# ydata-quality
> The *ydata_quality* package aims to be for Data Quality what *sklearn* is for machine learning, *matplotlib* for visualization or *pandas* for data manipulation.

The `ydata_quality` package aims to be the the go-to package for assessing Data Quality throughout the multiple stages of a data pipeline development. Once you have a dataset available, running `DataQuality(df=my_df).report()` provides a comprehensive overview of the details and intricacies of the data, through the perspective of the multiple modules available in the package.

For this tutorial, we will 1. load a dataset; 2. analyze its quality issues; 3. apply strategies to mitigate them and 4. check the new quality analysis on the post-processed (cleaned) data.

## Quick Start
Load a DataFrame and evaluate your data using `DataQuality`.
For more advanced analysis, we can provide additional arguments but we will get there in a minute.

In [29]:
%%capture
from ydata_quality import DataQuality
import pandas as pd

df = pd.read_csv(f'../datasets/transformed/census_10k_v3.csv') # load data
dq = DataQuality(df=df) # create the main class that holds all quality modules
results = dq.evaluate() # run the tests

In [30]:
dq.report() # Output a report of the quality issues found by the engines

	[DUPLICATE COLUMNS] Found 1 columns with exactly the same feature values as other columns. (Priority 1: heavy impact expected)
	[PREDEFINED VALUED MISSING VALUES] Found 1960 vmvs in the dataset. (Priority 2: usage allowed, limited human intelligibility)
	[FLATLINES] Found 4627 flatline events with a minimun length of 5 among the columns {'relationship', 'workclass2', 'workclass', 'marital-status', 'capital-gain', 'capital-loss', 'sex', 'education-num', 'income', 'education', 'native-country', 'occupation', 'hours-per-week', 'race'}. (Priority 2: usage allowed, limited human intelligibility)
	[EXACT DUPLICATES] Found 3 instances with exact duplicate feature values. (Priority 2: usage allowed, limited human intelligibility)

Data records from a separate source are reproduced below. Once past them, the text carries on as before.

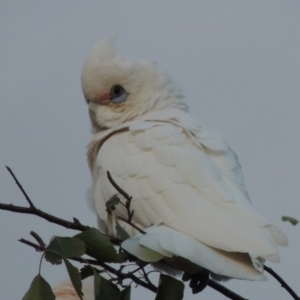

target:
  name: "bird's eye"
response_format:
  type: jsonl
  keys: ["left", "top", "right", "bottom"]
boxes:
{"left": 109, "top": 85, "right": 128, "bottom": 104}
{"left": 111, "top": 85, "right": 123, "bottom": 96}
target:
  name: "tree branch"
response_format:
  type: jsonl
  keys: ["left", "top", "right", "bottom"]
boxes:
{"left": 6, "top": 166, "right": 36, "bottom": 208}
{"left": 19, "top": 238, "right": 158, "bottom": 293}
{"left": 118, "top": 216, "right": 146, "bottom": 235}
{"left": 264, "top": 265, "right": 300, "bottom": 300}
{"left": 107, "top": 171, "right": 131, "bottom": 201}
{"left": 19, "top": 232, "right": 252, "bottom": 300}
{"left": 19, "top": 238, "right": 45, "bottom": 252}
{"left": 207, "top": 280, "right": 248, "bottom": 300}
{"left": 2, "top": 166, "right": 89, "bottom": 231}
{"left": 107, "top": 171, "right": 146, "bottom": 234}
{"left": 0, "top": 202, "right": 89, "bottom": 231}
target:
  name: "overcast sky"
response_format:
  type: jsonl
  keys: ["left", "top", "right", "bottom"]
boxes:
{"left": 1, "top": 1, "right": 300, "bottom": 299}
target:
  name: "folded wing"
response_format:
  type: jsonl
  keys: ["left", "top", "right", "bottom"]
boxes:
{"left": 91, "top": 113, "right": 287, "bottom": 280}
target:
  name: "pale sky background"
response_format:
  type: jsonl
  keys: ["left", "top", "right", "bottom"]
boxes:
{"left": 1, "top": 1, "right": 300, "bottom": 300}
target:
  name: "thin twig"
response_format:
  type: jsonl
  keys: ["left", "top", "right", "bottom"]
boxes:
{"left": 141, "top": 266, "right": 154, "bottom": 287}
{"left": 92, "top": 261, "right": 157, "bottom": 293}
{"left": 6, "top": 166, "right": 36, "bottom": 208}
{"left": 107, "top": 171, "right": 146, "bottom": 234}
{"left": 3, "top": 166, "right": 90, "bottom": 231}
{"left": 107, "top": 171, "right": 131, "bottom": 201}
{"left": 118, "top": 217, "right": 146, "bottom": 234}
{"left": 0, "top": 202, "right": 89, "bottom": 231}
{"left": 0, "top": 202, "right": 122, "bottom": 246}
{"left": 19, "top": 238, "right": 45, "bottom": 252}
{"left": 128, "top": 266, "right": 144, "bottom": 275}
{"left": 107, "top": 172, "right": 134, "bottom": 223}
{"left": 207, "top": 280, "right": 248, "bottom": 300}
{"left": 265, "top": 265, "right": 300, "bottom": 300}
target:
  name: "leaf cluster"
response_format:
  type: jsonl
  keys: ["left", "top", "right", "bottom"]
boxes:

From the report, we get multiple warnings with different priorities (lower is of higher importance). The warnings were generated automatically by the default tests implemented in each module. From the report, we get an overall sense for each quality warning but this doesn't tell the whole story. To investigate the details, let's pick a QualityWarning and analyze it.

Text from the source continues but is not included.